THERE'S A TRUTH THE Democratic presidential candidates can't handle: the success of the "surge" in Iraq. The addition of American troops and the adoption of a new strategy of protecting the civilian population has now dramatically reduced the level of violence in Baghdad and pacified other parts of Iraq as well. But the Democratic candidates insist on pretending otherwise.
It isn't clear whether they were uninformed, out of touch, mistaken, politically fearful, or knowingly dishonest when they were asked to comment on the surge during an ABC television debate Saturday night in New Hampshire. In any case, their refusal to acknowledge success in Iraq marked a low point in the Democratic campaign.
The most disappointing answer came from Barack Obama, the frontrunner in the race and a candidate who touts himself as one who would end political polarization in Washington and forge bipartisan solutions. But he's not likely to produce any bipartisanship on Iraq.
Obama claimed the decision by Sunnis in Iraq to embrace American forces was a response to the Democratic capture of Congress in the 2006 election. Sunnis in Anbar province "started to see, after the Democrats were elected in 2006, you know what?" They saw the likelihood of a withdrawal of U.S. troops and feared they "would be left very vulnerable to the Shias," Obama said. So they joined the Americans.
This is a figment of Obama's imagination. There's no evidence for this explanation--quite the contrary. Even before the 2006 election, Sunnis had begun to turn against al Qaeda, their one-time ally
in the insurgency, and its brutal tactics. Their rebellion against al Qaeda even has a name, the Sunni Awakening. Desperate for help against al Qaeda terrorists that they turned to Americans.
The Sunni rebellion has now spread to other provinces, particularly those with mixed Sunni-Shia populations. And political reconciliation between Sunnis and Shia is underway at the provincial level. Obama should have known this. Perhaps he did but was wary of veering from his anti-Iraq position. His bizarre take on the Sunnis remains exclusive to him.
Bill Richardson was worse than Obama. Calling Iraq "a massive failure," he made a string of inaccurate claims. He said there had been no reconciliation. Wrong. He said there had been no sharing of oil revenues. Wrong. He said the Iraq government had made no effort to train more security forces. Wrong. He said there was only a political solution in Iraq but not a military solution. The truth is, both are required.
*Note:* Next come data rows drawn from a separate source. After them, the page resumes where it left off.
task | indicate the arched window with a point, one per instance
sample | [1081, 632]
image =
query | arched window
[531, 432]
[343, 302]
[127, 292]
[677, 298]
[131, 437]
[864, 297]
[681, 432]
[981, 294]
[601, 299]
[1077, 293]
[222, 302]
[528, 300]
John Edwards provided a whopper of his own. He said the withdrawal of British troops from southern Iraq caused "a significant reduction in violence." In fact, it was the British presence--not the withdrawal--for so many months that had pacified that region.
Hillary Clinton also refused to acknowledge any success in Iraq. She reaffirmed what she told General David Petraeus, the American commander in Iraq, last September during a Senate hearing. Then, she said she had to "suspend disbelief" to accept Petraeus's testimony that the surge was working.
Did she still feel that way about the surge? "That's right," Clinton told debate moderator Charles Gibson, the ABC News anchor. "Because, remember, the purpose behind the surge was to create the space and time for political reconciliation, for the Iraqi government to do what only it can do and trying to deal with the myriad of unresolved problems that confront it."